Dad Encourages Black Mold Growth in House to Create Dorm Experience for Quarantined Freshman Scheduled to Live in Bobb
Northwestern dad Terry Wiggins is a fun guy, in more ways than one.
Namely, he’s spreading black mold in his home to emulate the Bobb-McCulloch dorm’s iconic environment. His daughter Claire, a first-year voice and opera performance major, had been scheduled to live there for the 2020-2021 school year.
After the university’s last-minute cancellation of on-campus housing for first and second-year students on August 28th, Northwestern families struggled to pivot. “We can’t afford a hotel or apartment like some other families,” Wiggins said. “But we still wanted to give Claire the best dorm experience she could get.” Wiggins has gone above and beyond to do so.
How does he do it? “My main goal is to maximize moisture,” Wiggins said. “Every day I hose down the walls.

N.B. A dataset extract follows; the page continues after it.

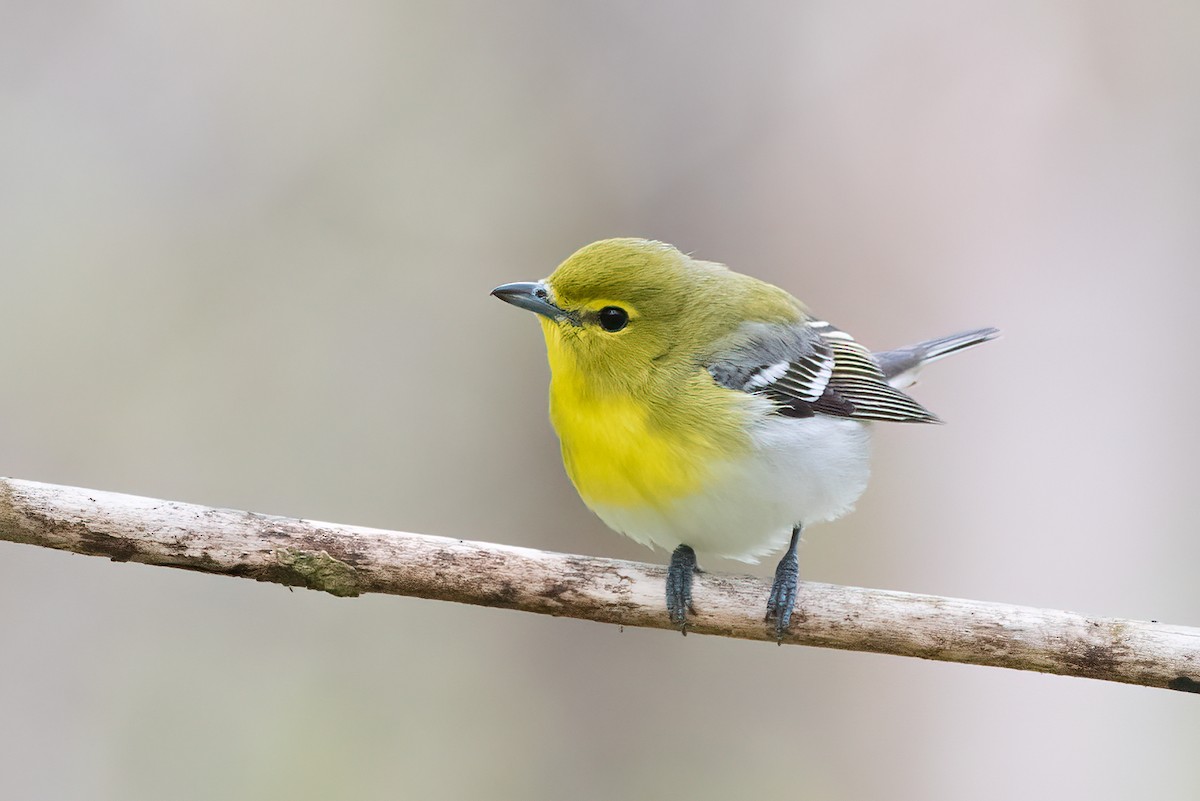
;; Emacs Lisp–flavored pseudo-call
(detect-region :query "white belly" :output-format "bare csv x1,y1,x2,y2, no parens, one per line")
593,416,870,562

Then I turn on the heat on low, so we can marinate in the humidity.” His wife, Sharon, helps him by keeping all entrances shuttered. “I think what Terry’s doing is wonderful. A true Bobb experience,” she said. “He’s even considered leaving dog shit in the hallway outside Claire’s room, to top it all off.”
Claire herself appreciates her father’s gesture, though she says the mold growth is interfering with her studies. “My eyes are watery all the time, and my nose is runny,” she said. “It’s really difficult to sing.”
According to the Illinois Department of Public Health, some people can experience adverse health reactions to black mold, ranging from mild allergies to pneumonia.
“It’s just kind of disgusting, living like this,” Claire said. “But I guess it would be the same in Bobb.”